Я не верил своим глазам.
Я готов поклясться, что его плуг даже не коснулся земли. Остается думать, что Чжихуан подчинил себе какую-то сверхъестественную силу, которая проникала в плуг через его ладони, вырывалась из блестящего лемеха и вонзалась глубоко в землю, бойко ее взрывая. В особых случаях он мог посылать эту силу туда, куда плугу было не достать, и любой самый неровный клочок земли подчинялся его воле.
Помню, он не особенно доверял шкодливым деревенским пастушатам и всегда сам отводил быка на выпас. Они уходили далеко в горы, Чжихуан оставлял быка на поляне с чистой водой и сочной травой, а потом уже отправлялся на работу. Поэтому домой он возвращался позже всех – одинокая черная точка под пылающим бордовым небосводом, которая то движется по горной тропе, то замирает на месте, и смутный звон пастушьего колокольчика летит к деревне, словно просеянный сквозь толщу багряных облаков. К тому времени на небе просыпались первые редкие звезды.
Без перезвона этих колокольчиков невозможно представить Мацяо, невозможно представить деревенский вечер. Вечер без хриплого звона пастушьих колокольчиков – все равно, что река без шума воды или весна без цветов – ослепительная в своей красоте пустыня.
Рядом с ним всегда шагал Сань-мао.
Но порой Чжихуан уходил на каменоломню, а в конце осени и вовсе пропадал там целыми днями. А без него никто не решался запрягать Сань-мао. Я был не особенно суеверен и однажды решил «покачать» его, как Чжихуан. День выдался дождливый, молния стегала низкие хмурые тучи, две голые железные проволоки, которые были в деревне вместо радиопроводов, раскачивались на ветру, а гроза то и дело высекала из них яркие искры. Проволоки висели как раз над тем участком, который мне предстояло распахать, я должен был все время проходить под ними туда и обратно, и от одного их вида меня мороз продирал по коже.
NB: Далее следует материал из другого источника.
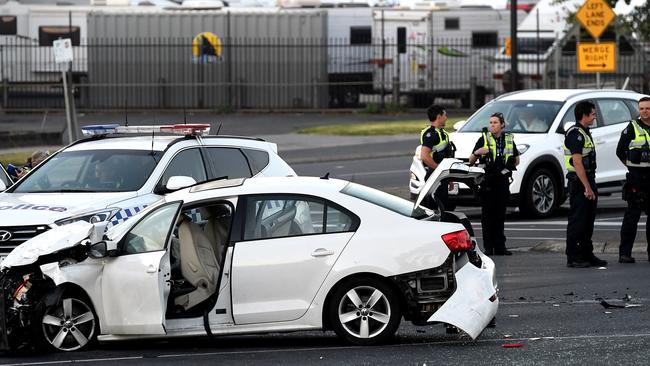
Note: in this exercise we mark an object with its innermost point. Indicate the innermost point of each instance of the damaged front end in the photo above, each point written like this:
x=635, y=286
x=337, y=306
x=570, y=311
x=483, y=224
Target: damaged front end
x=25, y=289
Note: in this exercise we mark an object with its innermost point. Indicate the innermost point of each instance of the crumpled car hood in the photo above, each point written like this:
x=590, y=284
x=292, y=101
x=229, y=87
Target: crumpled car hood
x=49, y=242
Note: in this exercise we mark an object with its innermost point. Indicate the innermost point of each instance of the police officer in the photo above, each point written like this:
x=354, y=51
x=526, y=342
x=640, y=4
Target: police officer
x=580, y=161
x=634, y=151
x=435, y=147
x=496, y=149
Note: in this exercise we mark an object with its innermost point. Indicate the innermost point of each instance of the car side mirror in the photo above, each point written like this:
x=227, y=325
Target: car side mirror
x=98, y=250
x=179, y=181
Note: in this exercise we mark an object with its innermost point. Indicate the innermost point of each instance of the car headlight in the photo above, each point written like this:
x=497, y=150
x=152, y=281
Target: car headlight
x=92, y=217
x=522, y=148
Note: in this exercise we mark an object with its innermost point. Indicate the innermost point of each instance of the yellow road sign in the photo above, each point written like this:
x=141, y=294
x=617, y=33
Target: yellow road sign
x=595, y=16
x=597, y=57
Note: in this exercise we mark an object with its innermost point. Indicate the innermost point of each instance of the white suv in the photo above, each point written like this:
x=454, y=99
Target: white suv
x=537, y=119
x=112, y=176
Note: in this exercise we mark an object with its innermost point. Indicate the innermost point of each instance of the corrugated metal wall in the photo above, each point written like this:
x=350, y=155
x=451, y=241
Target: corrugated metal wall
x=150, y=56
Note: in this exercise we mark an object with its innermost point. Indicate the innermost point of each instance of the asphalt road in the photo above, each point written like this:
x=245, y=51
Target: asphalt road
x=548, y=315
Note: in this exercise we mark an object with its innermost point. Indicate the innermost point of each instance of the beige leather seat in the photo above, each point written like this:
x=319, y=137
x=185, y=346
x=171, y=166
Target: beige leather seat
x=199, y=264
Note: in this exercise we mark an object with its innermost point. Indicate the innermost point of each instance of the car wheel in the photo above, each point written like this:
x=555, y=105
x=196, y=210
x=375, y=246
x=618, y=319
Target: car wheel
x=365, y=311
x=68, y=325
x=540, y=194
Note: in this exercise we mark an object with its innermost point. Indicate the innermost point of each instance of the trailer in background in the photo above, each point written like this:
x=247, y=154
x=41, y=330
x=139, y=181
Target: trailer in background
x=437, y=47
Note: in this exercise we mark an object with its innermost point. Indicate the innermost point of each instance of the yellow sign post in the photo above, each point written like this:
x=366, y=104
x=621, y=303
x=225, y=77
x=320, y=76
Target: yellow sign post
x=597, y=57
x=595, y=16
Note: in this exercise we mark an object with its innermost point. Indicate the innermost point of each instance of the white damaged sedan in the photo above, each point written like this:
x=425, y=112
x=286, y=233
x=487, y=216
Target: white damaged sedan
x=252, y=256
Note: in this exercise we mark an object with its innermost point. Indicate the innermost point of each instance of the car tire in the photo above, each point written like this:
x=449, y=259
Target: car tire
x=540, y=194
x=364, y=311
x=69, y=325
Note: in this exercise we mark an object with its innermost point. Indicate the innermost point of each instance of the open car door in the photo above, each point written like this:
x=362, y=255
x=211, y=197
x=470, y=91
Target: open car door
x=450, y=169
x=135, y=284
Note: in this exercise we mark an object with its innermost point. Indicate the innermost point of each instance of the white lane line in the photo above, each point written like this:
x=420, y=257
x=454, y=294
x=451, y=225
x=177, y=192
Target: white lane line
x=382, y=172
x=74, y=361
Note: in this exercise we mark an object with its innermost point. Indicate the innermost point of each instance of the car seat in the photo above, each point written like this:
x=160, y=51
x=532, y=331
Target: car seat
x=199, y=264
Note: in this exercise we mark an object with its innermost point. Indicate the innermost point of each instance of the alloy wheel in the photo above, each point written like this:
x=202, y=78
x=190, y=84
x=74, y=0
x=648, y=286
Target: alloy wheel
x=69, y=325
x=543, y=193
x=364, y=312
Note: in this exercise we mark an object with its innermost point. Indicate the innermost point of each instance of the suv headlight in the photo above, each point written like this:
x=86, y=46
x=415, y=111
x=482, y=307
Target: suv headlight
x=522, y=148
x=92, y=217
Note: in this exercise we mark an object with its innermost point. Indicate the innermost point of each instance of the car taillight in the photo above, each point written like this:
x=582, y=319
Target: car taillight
x=458, y=241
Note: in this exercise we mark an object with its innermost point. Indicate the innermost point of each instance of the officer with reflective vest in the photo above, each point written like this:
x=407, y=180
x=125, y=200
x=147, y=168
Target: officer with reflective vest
x=634, y=151
x=497, y=152
x=580, y=161
x=435, y=147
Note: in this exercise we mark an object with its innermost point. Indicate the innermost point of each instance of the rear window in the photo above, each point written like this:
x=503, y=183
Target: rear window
x=91, y=171
x=383, y=199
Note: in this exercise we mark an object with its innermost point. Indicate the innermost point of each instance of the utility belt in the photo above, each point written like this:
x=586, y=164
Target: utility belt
x=638, y=157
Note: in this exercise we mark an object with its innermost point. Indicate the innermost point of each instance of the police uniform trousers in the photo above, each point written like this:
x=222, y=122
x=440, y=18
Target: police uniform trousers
x=582, y=214
x=494, y=194
x=640, y=182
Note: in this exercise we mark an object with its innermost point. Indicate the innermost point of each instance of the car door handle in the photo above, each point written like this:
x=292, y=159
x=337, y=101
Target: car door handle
x=321, y=252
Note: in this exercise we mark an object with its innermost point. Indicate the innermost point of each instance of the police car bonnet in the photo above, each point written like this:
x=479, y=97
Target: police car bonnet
x=37, y=208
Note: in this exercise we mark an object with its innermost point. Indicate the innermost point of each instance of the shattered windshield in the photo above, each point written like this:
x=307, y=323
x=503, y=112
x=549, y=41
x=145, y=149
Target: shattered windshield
x=91, y=171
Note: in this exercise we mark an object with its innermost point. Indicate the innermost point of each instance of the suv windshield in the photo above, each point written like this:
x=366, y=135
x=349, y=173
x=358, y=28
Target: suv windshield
x=522, y=116
x=91, y=171
x=385, y=200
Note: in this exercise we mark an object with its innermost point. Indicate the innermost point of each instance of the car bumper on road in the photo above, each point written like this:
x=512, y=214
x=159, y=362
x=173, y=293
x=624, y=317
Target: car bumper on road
x=475, y=301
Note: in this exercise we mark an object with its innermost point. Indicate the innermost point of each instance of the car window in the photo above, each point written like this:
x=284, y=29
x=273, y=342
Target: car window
x=228, y=162
x=91, y=171
x=151, y=233
x=613, y=111
x=186, y=163
x=634, y=107
x=283, y=216
x=523, y=116
x=258, y=159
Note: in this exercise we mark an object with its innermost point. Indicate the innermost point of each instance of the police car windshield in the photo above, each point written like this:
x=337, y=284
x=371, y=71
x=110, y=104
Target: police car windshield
x=521, y=116
x=91, y=171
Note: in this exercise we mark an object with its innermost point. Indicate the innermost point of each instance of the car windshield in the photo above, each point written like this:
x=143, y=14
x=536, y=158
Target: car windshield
x=91, y=171
x=385, y=200
x=521, y=116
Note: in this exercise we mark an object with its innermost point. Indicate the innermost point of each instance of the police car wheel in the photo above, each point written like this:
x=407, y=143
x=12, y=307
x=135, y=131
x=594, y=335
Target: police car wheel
x=364, y=311
x=68, y=325
x=540, y=194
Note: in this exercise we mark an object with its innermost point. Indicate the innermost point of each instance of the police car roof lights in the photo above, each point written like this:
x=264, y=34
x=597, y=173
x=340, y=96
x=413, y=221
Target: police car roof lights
x=177, y=129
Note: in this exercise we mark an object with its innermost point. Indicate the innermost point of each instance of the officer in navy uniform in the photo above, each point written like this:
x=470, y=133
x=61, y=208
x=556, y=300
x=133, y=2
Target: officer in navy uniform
x=580, y=161
x=498, y=152
x=435, y=147
x=634, y=151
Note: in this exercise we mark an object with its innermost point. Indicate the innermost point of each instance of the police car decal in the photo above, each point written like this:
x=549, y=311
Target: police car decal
x=27, y=206
x=125, y=214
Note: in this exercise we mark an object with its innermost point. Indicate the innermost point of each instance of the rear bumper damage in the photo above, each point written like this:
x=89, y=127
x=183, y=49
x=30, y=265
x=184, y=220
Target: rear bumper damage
x=462, y=292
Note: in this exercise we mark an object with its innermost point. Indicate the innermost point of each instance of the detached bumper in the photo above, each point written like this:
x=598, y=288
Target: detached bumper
x=474, y=302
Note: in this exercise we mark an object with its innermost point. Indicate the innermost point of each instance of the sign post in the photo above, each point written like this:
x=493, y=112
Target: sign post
x=62, y=49
x=595, y=16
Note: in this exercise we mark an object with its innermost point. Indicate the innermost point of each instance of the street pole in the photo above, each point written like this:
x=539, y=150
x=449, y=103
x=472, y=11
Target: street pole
x=514, y=48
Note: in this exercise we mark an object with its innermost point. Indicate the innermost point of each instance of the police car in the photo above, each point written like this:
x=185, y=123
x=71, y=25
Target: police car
x=116, y=171
x=5, y=179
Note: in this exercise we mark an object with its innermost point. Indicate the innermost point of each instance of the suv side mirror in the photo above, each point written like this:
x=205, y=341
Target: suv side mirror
x=98, y=250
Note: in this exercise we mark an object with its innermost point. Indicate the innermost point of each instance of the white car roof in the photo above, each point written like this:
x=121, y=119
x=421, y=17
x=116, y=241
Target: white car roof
x=160, y=143
x=314, y=186
x=562, y=95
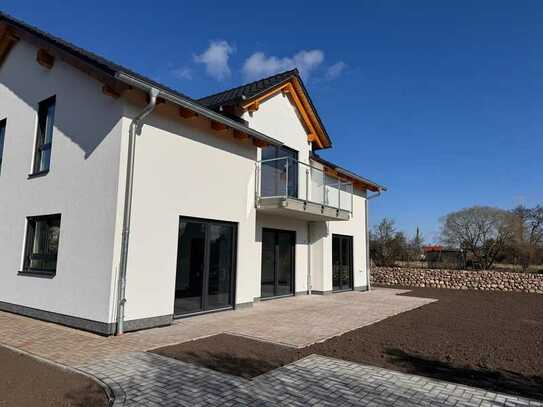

По мере приближения к проводам ноги у меня слабели, а дыхание сбивалось – втянув голову в плечи, я опасливо косился наверх, где, рассыпая целые снопы искр, качались роковые проволоки, и ждал страшного удара, который рано или поздно должен был обрушиться мне на голову.
Все остальные деревенские продолжали работать под дождем, копали канавы на своих полях, и мне было неудобно бросать распашку и пережидать непогоду под крышей – не хотелось показывать, будто я так сильно боюсь смерти.
И Сань-мао не упустил случая надо мной покуражиться. Чем дальше мы были от проводов, тем быстрее он шел, так что я едва поспевал за плугом. Но стоило нам приблизиться к проводам, и шаг Сань-мао замедлялся, он то останавливался, чтобы пустить струю или навалить кучу, то тянулся пощипать траву у края поля, явно наслаждаясь моей трусостью. В конце концов он просто встал на месте как вкопанный, и сколько я ни кричал: «Ка-а-ач, кач, кач!», сколько ни стегал его, сколько ни толкал под зад, все было напрасно, он не сдвинулся ни на цунь, и копыта его упирались в землю так крепко, словно пустили там корни.
Он стоял ровно под проводами. Искры летели в разные стороны, провода трещали на всю округу, словно новогодние петарды. Ивовый хлыст у меня в руках совсем растрепался и становился короче при каждом ударе. Вдруг мой бык неожиданно заревел и дернулся с места, лемех серебристой рыбкой выскочил из земли, и Сань-мао во всю прыть понесся к краю поля. Где-то испуганно кричали, меня потащило за плугом, и я едва не упал пузом в грязь. Рукоятка плуга выскочила из рук, лемех полетел вперед и вонзился в заднюю ногу Сань-мао – удар был такой, как если бы ему в ногу засадили тесак. Наверное, он еще не успел почувствовать боли, потому что одним махом заскочил на межу, которая возвышалась над полем метра на полтора, потоптался на ней, ловя равновесие и разбрасывая копытами комья глины, кое-как удержался на ногах, а лемех застрял в расщелине между камнями и яростно там скрежетал.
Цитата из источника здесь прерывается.